China’s main central securities depository (CSD) has gone live with delivery verses payment (DvP) settlement for its cross-border fixed income trading platform.
The Hong Kong Monetary Authority (HKMA) announced that DvP settlement has become available for bonds transacted on Bond Connect and settled by the China Central Depository and Clearing (CDCC).
The adoption of the new settlement system could significantly boost foreign investment into the Chinese domestic bond market. Under the previous model, foreign investors wanting to trade Chinese rates products were required to pre-fund their onshore broker before the bond is delivered.

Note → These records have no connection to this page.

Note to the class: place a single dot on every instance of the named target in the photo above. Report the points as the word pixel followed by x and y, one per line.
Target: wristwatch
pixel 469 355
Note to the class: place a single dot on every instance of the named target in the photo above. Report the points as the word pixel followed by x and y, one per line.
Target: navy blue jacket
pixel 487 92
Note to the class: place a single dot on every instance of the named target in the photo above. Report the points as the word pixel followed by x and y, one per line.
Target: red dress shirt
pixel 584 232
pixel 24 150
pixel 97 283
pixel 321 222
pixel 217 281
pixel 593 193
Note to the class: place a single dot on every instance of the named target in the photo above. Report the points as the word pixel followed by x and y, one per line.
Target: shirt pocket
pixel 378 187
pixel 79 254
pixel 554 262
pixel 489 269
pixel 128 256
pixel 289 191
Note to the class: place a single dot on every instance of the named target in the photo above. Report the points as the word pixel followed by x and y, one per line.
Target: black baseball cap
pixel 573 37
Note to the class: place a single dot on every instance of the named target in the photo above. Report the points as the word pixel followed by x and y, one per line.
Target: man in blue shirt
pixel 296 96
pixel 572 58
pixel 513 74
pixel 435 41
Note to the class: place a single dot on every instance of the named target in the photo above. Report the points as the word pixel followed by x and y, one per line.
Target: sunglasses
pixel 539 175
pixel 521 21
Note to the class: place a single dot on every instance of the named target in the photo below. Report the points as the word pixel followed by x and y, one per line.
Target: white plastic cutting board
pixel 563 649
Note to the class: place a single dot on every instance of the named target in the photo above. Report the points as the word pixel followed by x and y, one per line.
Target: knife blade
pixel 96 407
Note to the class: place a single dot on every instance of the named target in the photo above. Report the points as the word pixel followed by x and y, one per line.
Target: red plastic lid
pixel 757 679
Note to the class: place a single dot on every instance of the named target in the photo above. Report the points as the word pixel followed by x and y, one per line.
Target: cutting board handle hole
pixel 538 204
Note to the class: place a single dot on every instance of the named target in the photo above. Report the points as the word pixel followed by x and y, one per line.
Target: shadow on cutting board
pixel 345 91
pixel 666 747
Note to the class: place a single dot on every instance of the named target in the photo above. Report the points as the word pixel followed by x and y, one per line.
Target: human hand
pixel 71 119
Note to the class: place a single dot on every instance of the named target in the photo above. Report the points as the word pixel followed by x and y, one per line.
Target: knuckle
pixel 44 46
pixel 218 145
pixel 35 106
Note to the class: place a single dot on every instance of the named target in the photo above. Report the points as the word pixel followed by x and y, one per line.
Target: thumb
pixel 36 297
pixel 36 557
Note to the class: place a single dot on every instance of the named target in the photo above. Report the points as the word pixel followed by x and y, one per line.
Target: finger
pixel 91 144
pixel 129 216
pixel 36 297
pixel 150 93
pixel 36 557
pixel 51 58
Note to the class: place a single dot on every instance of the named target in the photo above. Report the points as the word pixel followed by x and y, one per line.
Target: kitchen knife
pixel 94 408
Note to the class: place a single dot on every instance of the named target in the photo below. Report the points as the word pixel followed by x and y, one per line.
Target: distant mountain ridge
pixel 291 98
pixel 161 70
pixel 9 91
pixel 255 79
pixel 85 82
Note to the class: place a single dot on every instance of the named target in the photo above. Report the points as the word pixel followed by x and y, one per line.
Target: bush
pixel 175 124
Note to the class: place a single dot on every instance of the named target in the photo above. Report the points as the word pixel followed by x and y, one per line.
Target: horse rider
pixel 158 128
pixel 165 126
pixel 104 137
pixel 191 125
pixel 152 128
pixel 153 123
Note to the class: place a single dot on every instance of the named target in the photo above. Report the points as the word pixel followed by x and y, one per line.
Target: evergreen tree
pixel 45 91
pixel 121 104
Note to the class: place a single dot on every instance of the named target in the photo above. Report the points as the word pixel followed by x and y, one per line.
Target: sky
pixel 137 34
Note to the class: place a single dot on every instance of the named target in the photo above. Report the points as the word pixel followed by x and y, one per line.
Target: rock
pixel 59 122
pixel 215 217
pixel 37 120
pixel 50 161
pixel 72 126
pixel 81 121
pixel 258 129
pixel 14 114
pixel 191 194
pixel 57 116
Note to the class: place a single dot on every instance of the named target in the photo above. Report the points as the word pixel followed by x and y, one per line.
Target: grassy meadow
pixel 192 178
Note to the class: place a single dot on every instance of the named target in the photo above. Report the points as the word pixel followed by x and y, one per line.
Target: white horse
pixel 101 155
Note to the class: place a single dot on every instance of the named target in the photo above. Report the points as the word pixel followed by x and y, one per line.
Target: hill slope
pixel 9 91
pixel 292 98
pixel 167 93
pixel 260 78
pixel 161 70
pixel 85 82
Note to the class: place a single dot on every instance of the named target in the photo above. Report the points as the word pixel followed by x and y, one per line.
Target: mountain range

With the adoption of DvP settlement, foreign investors will no longer be required to pay their correspondent bank directly to the counterparty’s Mainland settlement bank.
“This is a significant step forward for the Bond Connect scheme since its launch on 1 July last year, and we anticipate that it will spark further interest from international investors wanting to capture a slice of the Chinese bond market which is now the second largest in the world having recently overtaken Japan,” said Gary O’Brien, regional head of custody product, APAC, BNP Paribas Securities Services.
“This enhancement to reduce counterparty risk, as well as the expected launch of the London – Shanghai Stock Connect by the end of the year continues to demonstrate the improved investment opportunities for both onshore and offshore investors.”
Industry experts have also expressed mixed opinions about the actual workability of a London-Shanghai Stock Connect. Glaring red flags which may impede the idea’s success include Chinese limitations on short-selling; divergent settlement time-frames; the use of renminbi in settlements, not to mention capital controls and frequent share trading suspensions on the mainland.
However, China has a number of other Connect-esque initiatives in the development stages. ETF (exchange traded fund) Connect has been touted for launch in late 2018, although ongoing issues remain, namely an absence of a consolidated settlement time-frame for ETFs on the Shanghai and Shenzhen exchanges, and ongoing regulatory debate within China as to whether an ETF is a fund or a security.